Theodosia Wingfield


Viscountess Powerscourt Theodosia Wingfield was an Irish evangelical religious writer.

Life

Theodosia Wingfield was born Theodosia Anne Howard in 1800 in County Wicklow. Her parents were the gentleman landowner, the Honourable Hugh Howard, and Catherine. Her family were one of a small number of closely related families in the gentry of County Wicklow, who all shared a religious piety around the early 1800s. Wingfield would have seen and met the Reverend Robert Daly as a child, when he was the rector of Powerscourt Estate. Wingfield appears to have been deeply affected by the death of the first wife of Richard Wingfield, 5th Viscount Powerscourt, her cousin Francis Theodosia Bligh, at age 25 in 1820, inspiring an intense spirituality.
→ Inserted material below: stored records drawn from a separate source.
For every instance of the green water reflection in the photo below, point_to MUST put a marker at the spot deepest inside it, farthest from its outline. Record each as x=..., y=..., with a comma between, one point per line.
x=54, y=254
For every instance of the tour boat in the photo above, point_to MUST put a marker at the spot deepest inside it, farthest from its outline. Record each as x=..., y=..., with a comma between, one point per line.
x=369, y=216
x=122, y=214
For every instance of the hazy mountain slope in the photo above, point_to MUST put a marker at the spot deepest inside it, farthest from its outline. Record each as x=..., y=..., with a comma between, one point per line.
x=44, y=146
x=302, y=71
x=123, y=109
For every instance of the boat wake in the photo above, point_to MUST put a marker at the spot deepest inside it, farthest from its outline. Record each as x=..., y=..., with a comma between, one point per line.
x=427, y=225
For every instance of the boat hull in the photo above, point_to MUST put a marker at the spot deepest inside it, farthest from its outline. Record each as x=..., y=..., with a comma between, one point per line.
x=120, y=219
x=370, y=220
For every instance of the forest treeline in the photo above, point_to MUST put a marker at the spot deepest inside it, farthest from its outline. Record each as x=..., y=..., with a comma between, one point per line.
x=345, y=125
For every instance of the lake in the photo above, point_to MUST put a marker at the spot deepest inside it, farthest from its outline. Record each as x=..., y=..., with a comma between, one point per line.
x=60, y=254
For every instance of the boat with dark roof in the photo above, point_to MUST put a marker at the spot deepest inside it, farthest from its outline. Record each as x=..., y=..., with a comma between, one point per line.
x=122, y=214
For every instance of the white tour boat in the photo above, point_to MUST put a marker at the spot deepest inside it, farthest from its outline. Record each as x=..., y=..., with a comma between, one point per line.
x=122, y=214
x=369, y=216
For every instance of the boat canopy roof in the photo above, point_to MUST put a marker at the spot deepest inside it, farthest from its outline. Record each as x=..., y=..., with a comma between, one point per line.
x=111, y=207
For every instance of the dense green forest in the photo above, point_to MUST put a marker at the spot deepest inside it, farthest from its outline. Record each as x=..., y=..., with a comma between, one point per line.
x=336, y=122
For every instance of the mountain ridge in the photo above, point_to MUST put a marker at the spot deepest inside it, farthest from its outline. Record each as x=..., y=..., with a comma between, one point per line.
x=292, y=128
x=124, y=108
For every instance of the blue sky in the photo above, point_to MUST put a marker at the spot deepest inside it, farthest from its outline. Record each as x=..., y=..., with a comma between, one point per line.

In her earliest printed letters from 1821, she agonises over the issues raised in sermons, and feels guilt over not praying regularly enough. She married Richard Wingfield in June 1822. He died in August 1823. For the rest of her life, Wingfield earned the title "good Lady Powerscourt", by engaging in letter-writing and convening religious meetings in her house.
Her letters from the 1820s detail her feelings of feeling "unworthy" and needing to suffer more like Christ. She is concerned by the calls for Catholic emancipation, but found solace in the growing numbers of Anglicans in England, Scotland and Europe who held similar beliefs to hers. Wingfield attended the first meetings of the Albury Prophetic Conference in London, and was a frequent attendee at lectures by Edward Irving. Inspired by this, she organised her own conferences on the meaning of prophecy at Powerscourt from 1827. From the late 1820s she had developed a strong interest in Christ's second coming and charismatic manifestations. She traveled to Brussels and Paris in 1829 and 1830 to meet evangelical preachers, and frequently visited London. She died on 31 December 1836 in Dublin, and is buried at Powerscourt.
Through her writings, meetings, and connections within the community of evangelical Christians in Ireland, Wingfield was an influential figure throughout the 1820s and 1830s. She became famous for her piety after her death after the publication of some of her letters and papers in 1838 by Robert Daly. Daly may have edited her letters to remove elements which did not fit with his beliefs, in particular that she supported the secession of some Anglicans from the Church of Ireland.